#I ragazzi della 56ª strada

600full-the-outsiders-posterCoppola, dopo l’epopea de Il Padrino e il travagliato parto del capolavoro Apocalipse Now, decide di prendersi un periodo di “pausa” portando sullo schermo due opere letterarie di S. E. Hinton. Si tratta di “The Outsiders” (I ragazzi della 56ª strada) e “Rumble Fish” (Rusty il selvaggio), datati entrambi 1983.
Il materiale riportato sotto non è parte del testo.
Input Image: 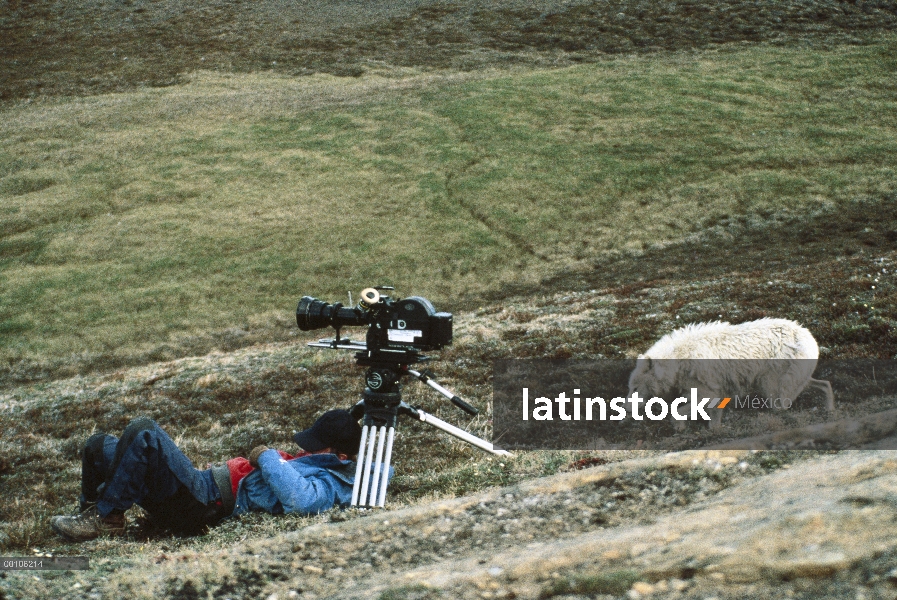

Parliamo del primo film di questo dittico sulla gioventù ribelle degli anni 60.
Difficile trovare un film che contiene nel cast così tante future star del cinema: da Matt Dillon a Patrick Swayze, da Tom Cruise a Ralph Macchio, da Rob Lowe a Diane Lane. E poi c’è il protagonista, il narratore, un giovane C. Thomas Howell reduce da E.T. di Spielberg e che negli anni successivi non riuscirà quasi mai più a tornare protagonista, se si esclude il bel thriller on the road “The Hitcher”.

Coppola non è solo bravo nella direzione degli attori, tutti assolutamente credibili e perfettamente in parte (basta guardare QUI e QUI per vedere la meticolosità delle audizioni per trovare i giusti interpreti), ma anche nel ricreare un’ambientazione e un’atmosfera allo stesso tempo realistica (le risse fra band rivali hanno il colore del sangue, i rapporti umani sono talmente tesi che si possono tagliare con un coltello) e sognante (un mix di ingenuità adolescenziale e speranza in un futuro migliore).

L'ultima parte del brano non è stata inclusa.